好的,以下是我根据要求对这首诗的赏析,希望您能满意:
在农田间耕作的诗人,身佩印绶,这是辛劳和付出换来的象征,然而这一切最终却如同梦幻泡影,不值一提。往昔与同僚分享的成功、欢乐与温馨的情景还历历在目,只是现在只余空想罢了。两相对照之下,眼下的困厄便如陷入现实的深渊之中了。此两句语调激昂,抒情性强,声情与辞情密切结合,诗人的情绪、理想与现实生活的对照之下被冲击得支离破碎的印绶和田间的炊烟一样飘逝无痕,怅然之情溢于言表。

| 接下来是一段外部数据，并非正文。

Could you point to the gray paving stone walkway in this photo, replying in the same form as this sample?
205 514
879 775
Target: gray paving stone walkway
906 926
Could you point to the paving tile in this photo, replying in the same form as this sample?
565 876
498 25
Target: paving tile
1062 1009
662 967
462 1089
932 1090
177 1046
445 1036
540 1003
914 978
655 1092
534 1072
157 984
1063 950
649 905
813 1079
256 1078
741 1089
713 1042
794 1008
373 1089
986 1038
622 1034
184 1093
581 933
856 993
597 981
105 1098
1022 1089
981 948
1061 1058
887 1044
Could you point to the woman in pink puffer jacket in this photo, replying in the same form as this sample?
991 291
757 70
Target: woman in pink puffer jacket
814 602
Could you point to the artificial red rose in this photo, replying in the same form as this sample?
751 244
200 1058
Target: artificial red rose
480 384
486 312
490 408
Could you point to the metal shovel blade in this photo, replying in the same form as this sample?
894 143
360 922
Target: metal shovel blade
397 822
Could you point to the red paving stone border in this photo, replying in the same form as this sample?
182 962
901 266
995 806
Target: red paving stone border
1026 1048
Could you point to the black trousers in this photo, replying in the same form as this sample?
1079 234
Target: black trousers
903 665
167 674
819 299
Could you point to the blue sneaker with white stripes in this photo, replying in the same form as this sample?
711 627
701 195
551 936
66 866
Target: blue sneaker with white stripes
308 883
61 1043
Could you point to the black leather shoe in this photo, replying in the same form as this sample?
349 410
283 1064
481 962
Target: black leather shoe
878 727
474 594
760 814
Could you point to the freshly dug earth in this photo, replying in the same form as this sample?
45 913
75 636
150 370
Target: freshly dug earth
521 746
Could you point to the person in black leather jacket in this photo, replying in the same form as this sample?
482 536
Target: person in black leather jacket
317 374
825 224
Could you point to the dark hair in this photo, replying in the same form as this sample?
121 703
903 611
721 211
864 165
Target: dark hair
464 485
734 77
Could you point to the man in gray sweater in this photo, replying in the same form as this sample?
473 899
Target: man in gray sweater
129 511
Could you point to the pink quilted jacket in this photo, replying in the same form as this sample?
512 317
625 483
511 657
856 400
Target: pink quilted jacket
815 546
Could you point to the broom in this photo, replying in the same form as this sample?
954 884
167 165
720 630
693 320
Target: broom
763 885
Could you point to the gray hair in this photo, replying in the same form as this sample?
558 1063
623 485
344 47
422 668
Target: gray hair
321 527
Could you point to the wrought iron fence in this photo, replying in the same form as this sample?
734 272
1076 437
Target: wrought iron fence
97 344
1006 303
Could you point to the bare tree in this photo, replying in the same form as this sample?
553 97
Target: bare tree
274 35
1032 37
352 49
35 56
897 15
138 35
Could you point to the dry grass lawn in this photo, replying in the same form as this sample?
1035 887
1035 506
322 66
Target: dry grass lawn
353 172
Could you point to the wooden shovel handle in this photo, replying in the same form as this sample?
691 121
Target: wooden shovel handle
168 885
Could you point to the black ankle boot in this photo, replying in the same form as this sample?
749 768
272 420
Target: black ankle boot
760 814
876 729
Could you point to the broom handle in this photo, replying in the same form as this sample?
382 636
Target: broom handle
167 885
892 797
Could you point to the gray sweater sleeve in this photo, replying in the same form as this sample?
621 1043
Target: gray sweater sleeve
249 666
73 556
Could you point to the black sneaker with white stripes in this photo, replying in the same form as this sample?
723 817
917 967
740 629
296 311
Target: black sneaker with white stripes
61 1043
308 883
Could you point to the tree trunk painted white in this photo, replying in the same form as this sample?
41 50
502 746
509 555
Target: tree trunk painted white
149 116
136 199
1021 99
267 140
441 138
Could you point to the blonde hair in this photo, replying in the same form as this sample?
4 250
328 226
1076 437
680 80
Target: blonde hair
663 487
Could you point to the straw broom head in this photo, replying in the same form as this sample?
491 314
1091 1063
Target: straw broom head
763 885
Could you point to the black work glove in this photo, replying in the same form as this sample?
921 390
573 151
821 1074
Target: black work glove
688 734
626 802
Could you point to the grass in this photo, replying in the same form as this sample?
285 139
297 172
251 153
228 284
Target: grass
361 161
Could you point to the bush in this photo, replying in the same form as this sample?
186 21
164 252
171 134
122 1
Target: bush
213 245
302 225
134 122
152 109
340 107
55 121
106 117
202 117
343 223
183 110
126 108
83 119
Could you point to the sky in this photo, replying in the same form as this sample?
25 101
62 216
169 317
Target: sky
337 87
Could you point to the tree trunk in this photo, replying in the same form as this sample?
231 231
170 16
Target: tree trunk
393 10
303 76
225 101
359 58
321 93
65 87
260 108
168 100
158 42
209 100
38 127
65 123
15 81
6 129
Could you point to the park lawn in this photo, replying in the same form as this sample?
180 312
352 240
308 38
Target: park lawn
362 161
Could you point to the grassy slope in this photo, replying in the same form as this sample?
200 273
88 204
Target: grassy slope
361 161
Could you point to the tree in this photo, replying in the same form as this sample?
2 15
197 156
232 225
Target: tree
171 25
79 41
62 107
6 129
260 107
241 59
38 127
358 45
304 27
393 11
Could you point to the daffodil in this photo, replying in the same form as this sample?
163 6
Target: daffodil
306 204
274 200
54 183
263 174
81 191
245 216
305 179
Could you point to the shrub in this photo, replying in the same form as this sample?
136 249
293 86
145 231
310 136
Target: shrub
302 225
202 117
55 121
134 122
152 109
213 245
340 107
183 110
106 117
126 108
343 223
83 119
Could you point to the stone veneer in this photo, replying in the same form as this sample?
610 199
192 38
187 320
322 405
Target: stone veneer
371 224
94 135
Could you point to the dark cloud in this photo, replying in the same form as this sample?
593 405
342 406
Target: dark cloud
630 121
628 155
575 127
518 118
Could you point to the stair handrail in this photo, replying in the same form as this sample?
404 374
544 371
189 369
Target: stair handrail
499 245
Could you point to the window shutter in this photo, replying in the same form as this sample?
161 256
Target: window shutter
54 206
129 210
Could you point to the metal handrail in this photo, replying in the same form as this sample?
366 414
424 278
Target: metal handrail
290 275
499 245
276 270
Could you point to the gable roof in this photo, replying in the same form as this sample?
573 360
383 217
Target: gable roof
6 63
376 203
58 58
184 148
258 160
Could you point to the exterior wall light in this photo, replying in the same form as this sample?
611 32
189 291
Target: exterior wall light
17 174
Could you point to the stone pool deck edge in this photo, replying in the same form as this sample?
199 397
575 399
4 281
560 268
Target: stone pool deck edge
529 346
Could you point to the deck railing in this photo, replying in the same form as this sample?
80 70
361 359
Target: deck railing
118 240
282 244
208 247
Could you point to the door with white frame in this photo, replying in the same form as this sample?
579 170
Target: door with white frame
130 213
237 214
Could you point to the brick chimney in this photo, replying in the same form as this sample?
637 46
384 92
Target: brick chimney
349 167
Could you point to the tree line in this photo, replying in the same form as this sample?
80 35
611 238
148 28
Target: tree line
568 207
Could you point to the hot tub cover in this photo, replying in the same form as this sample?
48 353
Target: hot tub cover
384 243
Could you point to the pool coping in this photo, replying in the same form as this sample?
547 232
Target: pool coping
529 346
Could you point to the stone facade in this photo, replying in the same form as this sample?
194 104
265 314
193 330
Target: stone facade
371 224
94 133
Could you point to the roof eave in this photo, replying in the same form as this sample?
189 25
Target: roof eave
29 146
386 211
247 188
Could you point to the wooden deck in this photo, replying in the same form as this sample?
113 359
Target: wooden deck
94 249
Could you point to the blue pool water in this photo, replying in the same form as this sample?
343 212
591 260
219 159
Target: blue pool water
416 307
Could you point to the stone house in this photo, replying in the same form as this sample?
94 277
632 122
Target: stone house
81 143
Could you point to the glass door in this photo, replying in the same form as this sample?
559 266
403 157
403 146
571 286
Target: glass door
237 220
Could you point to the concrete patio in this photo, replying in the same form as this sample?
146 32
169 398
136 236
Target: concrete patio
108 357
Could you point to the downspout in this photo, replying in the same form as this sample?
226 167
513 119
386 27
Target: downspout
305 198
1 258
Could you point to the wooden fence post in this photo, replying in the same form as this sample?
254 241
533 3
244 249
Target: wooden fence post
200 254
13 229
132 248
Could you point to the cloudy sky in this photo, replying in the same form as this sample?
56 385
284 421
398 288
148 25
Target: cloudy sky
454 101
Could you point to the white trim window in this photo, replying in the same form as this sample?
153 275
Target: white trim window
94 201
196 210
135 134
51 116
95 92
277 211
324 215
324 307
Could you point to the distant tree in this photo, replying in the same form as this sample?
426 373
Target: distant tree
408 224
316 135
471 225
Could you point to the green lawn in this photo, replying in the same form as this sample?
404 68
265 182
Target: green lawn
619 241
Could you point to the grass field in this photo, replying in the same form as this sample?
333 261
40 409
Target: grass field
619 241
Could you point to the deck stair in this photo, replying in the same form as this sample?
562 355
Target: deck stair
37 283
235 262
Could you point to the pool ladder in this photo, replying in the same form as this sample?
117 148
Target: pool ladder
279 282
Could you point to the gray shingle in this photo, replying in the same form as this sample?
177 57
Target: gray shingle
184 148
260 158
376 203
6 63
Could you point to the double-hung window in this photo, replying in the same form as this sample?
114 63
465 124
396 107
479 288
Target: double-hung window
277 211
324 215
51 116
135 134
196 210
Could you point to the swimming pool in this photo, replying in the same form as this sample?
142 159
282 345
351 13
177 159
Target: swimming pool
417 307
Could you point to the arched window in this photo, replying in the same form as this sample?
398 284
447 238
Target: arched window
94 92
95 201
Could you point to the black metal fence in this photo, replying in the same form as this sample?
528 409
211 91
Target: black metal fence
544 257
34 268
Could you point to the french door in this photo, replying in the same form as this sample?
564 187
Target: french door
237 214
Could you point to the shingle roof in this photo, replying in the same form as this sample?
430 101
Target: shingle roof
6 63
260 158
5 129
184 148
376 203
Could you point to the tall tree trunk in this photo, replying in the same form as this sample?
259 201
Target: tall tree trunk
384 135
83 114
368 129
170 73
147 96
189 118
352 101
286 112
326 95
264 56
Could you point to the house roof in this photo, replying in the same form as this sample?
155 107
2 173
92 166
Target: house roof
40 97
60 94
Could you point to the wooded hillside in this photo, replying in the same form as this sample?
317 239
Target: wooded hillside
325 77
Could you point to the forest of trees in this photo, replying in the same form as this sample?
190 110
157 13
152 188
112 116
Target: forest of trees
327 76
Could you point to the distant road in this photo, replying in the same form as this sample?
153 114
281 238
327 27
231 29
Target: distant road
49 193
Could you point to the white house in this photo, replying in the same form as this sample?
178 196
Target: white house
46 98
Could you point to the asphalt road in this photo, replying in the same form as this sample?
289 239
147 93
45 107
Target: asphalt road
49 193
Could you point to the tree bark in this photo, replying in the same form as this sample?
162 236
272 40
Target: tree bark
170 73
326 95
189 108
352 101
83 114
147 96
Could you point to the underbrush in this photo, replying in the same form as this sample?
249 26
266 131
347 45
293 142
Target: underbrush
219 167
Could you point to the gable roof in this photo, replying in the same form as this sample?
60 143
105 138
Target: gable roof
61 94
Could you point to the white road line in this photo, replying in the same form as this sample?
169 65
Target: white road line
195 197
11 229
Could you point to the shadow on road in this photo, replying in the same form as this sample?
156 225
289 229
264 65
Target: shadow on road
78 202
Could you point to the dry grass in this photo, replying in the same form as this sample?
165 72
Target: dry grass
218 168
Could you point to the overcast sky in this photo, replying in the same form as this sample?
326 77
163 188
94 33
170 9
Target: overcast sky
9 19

三、四句借官场中的名利之地,讽刺当时那些得意之人。富贵功名本是身外之物,没有谁能将官府一直坐到天上的仙境中去。然而他们却像进入天堂一样乐此不疲,看来这功名利禄对他们来说比天仙还要迷人。诗人借世俗之所争,批判了当时一部分士大夫沉溺富贵、醉生梦死的丑恶灵魂。
末四句抒发感慨。在渔翁与樵夫之前,是与非、信与疑早已经得到了裁决,在世人眼中所出现的种种情形原本也无所谓;党同伐异,道听途说,诸如此类情况在“杯酒”之中岂能沟通世间大道呢?即使面对床头也如泉涌,亦难以满足世人的需求。于是诗人满腹的牢骚与困惑宣泄无余。“床头”之酒也似有象征意味:一是可饮以解忧,一是可能也在为世俗的纷扰所累。
这首诗,语意直白而内涵丰富,起承转合之间跌宕有致。作者直抒胸臆,感慨万端而笔锋常带感情。既表达了对仕途得失的淡然处之的坦然态度,又流露了对现实的不满和无奈之情。这种由无奈而产生的放达和愤慨令人回味不已。
译文:
在农田里耕作,佩戴着印绶,只是两样徒然的表象。回忆当初在一起平步青云进入朝廷时的欢乐与幸福只是去年的事情。可笑的是名利场中被称作福地洞天的京官生活实际上是个充满诱惑的陷阱。现在官府里的人物形形色色宛如神仙一流的人多而无用;既然他们如今这样得意又怎能将他们再重新洗刷呢?世间的是非对错早已经付给渔夫樵子去判断高下;至于信与不信真伪难辨难以相信他们身上会发生什么事情。酒杯中的清酒岂能通达世间的至理;床头堆积如山的酒如何能应对世事的烦扰。
这首诗通篇都是在追忆中产生感概:忆当年名利双收之时与友人一起自得之情;忆一年一度与亲友家人团聚之时那幸福的时刻;而现在又感到昔日之功名富贵竟如同坠入地狱般的可怕可悲惨;那种无人劝谏引导之意责委实令人不胜感慨万千。这里揭示了在福兮祸倚,一物不得、莫非命定这些看来不可思议的心理人生变化的间际而又无人知晓和解决问题的悲剧时可谓撼人心魄。如今就只能不孜不快郁郁无奈地在繁忧迫逼下呼喝推杯换盏中寻求一点精神上的解脱罢了。然而也只能如此而已了!这种无可奈何的人生感叹或许也是唐庚(次翁)欲改变现状而又无能为力的心境使然吧!